Portraits of Wildflowers

Perspectives on Nature Photography

Vulture atop Ashe juniper

with 25 comments

Vulture Atop Ashe Juniper Tree 4062

After I stopped to photograph some flowering cenizo bushes on September 2, I noticed a group of black vultures, Coragyps atratus, feeding on the carcass of a small animal. When I got closer I could tell that it was a rabbit, but my approach scared the vultures away. One flew up and settled on the top of an Ashe juniper tree, Juniperus ashei, as you see here.

© 2015 Steven Schwartzman

Written by Steve Schwartzman

September 26, 2015 at 5:27 AM

Posted in nature photography

Tagged with , , , , ,

25 Responses

Subscribe to comments with RSS.

  1. Vultures aren’t especially pretty, but they can be striking, especially when they don’t have their head buried in a carcass. This one’s especially attractive. I like the way you’ve captured the detail in the neck feathers. And, of course, he’s perfectly framed by that juniper.

    Just out of curiosity, what sort of lens did you choose for this photo?


    September 26, 2015 at 7:20 AM

    • That lighter-colored area—almost a separate garment thrown over the vulture’s head— appealed to me, too.

      The longest lens I have, and the one I used here, is a 70–200mm zoom, with which I gain extra reach by keeping a 1.4X converter almost permanently attached. I took this picture at the maximum setting of 280mm (1.4 x 200mm). As opposed to my camera’s full-frame sensor, your Rebel has an APS-C sensor that imparts a 1.6X crop factor to your lens. For example, if your lens is zoomed to 100mm, the camera “sees” the scene more closely, as if you were using a 160mm lens. That extra closeness provides an advantage for far-away subjects and skittish subjects that you can get only so close to before they run or fly away.

      Steve Schwartzman

      September 26, 2015 at 7:35 AM

  2. Very striking looking. I have been noticing Turkey Vultures coming much closer to human settings lately…wonder what they know?! Ha! Yesterday I saw 3 roosting in a tree right by a road. Usually I only see them aloft, riding thermals.
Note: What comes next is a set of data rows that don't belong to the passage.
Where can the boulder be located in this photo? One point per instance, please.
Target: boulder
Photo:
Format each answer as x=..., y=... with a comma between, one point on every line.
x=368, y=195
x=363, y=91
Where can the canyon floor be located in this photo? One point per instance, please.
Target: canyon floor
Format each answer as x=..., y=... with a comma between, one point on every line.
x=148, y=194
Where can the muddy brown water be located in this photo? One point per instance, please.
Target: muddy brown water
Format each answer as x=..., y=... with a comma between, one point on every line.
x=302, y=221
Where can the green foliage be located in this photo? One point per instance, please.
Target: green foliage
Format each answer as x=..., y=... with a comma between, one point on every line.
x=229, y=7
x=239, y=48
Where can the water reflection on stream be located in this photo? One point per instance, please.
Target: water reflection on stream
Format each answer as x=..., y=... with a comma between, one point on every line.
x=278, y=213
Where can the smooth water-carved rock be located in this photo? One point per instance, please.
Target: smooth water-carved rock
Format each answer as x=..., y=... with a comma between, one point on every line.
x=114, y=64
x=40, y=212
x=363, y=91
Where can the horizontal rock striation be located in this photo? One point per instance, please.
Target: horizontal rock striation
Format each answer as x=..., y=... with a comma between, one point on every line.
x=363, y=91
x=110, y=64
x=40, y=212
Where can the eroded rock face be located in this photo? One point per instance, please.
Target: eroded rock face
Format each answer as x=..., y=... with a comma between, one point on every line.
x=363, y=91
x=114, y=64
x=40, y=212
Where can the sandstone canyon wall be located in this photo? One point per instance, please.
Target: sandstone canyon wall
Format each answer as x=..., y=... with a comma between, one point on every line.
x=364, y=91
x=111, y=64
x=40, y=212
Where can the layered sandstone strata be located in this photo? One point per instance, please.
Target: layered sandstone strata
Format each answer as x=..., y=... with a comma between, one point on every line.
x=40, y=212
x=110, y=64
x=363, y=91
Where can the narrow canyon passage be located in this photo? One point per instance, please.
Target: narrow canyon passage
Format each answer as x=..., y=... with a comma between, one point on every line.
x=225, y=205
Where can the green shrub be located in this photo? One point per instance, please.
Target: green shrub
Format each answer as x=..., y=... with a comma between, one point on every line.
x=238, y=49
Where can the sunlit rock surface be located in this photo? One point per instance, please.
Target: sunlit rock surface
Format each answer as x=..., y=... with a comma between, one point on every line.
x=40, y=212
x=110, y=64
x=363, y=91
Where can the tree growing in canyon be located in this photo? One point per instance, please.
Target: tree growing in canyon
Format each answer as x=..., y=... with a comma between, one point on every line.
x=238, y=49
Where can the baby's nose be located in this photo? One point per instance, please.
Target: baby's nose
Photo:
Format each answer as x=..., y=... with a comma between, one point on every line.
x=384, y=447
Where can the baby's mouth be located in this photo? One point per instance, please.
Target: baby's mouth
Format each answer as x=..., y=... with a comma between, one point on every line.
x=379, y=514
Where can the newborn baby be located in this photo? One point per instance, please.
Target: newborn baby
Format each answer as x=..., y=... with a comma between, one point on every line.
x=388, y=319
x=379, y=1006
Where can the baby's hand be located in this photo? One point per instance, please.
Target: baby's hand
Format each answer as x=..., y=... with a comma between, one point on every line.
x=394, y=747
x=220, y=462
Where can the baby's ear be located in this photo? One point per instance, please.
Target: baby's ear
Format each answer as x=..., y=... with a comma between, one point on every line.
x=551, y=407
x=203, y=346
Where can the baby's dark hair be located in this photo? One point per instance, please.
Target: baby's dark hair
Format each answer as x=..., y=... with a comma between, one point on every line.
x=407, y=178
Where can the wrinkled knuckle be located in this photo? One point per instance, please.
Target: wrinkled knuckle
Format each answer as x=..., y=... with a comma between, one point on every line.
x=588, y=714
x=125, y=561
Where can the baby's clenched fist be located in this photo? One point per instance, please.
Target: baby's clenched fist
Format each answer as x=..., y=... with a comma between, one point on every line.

    September 26, 2015 at 11:21 AM

    • I don’t know what to infer about your turkey vultures coming closer to human settings. From time to time I see black vultures along the same stretch of road in my neighborhood, with houses all around. It’s not unusual to see one or more of them perched on the horizontal bar of a street light,


      and in fact that’s where four of the vultures ended up when I got too close to the spot where they’d been on the ground. By the time I got in position for pictures, two of the four had flown away. I occasionally see vultures riding thermals, as you said, but more often sitting on something.

      Steve Schwartzman

      September 26, 2015 at 11:41 AM

      • My thought is that their numbers are rising, which has brought them into more contact with humans and they are getting more comfortable with being seen.
        Recently I saw one fall out of a tree, sick or injured. Now I see another, hanging about. I think perhaps it is the mate.


        September 26, 2015 at 12:31 PM

        • Interesting that their numbers are rising near you.

          I can’t say that the ones here are more frequent than before, and those that I’ve encountered are still leery of people.

          Steve Schwartzman

          September 26, 2015 at 2:47 PM

          • I imagine it is a function of a large bird rebounding from DDT, and the large tracts of preserves strung through the midst of a fairly urban area.


            September 27, 2015 at 11:56 AM

  3. You might have got them to return had you laid down motionless in the hot sun for an hour or two.

    Steve Gingold

    September 26, 2015 at 12:30 PM

  4. I saw several of these when I was in FL. I was able to take a portrait style of shot because I used to use the 100-400mm zoom lens; but that lens nearly ruined my hand because of its size. I like this framing with the flowers.

    Maria F.

    September 26, 2015 at 4:09 PM

  5. Fabulous photo.


    September 27, 2015 at 5:33 AM

  6. Quite a handsome fellow (or gal?). I’ve not seen black vultures before … the ones around here in southern AZ have red heads (turkey vultures)… ditto for the ones that make it into southern Alberta. A Calgary blogger wrote: “The black vulture does not have as good scent as the Turkey Vulture and tends, therefore, to follow Turkey vultures to carcasses where they proceed to drive the Turkey Vultures away from the meal.”(http://www.birdscalgary.com/tag/black-vulture/)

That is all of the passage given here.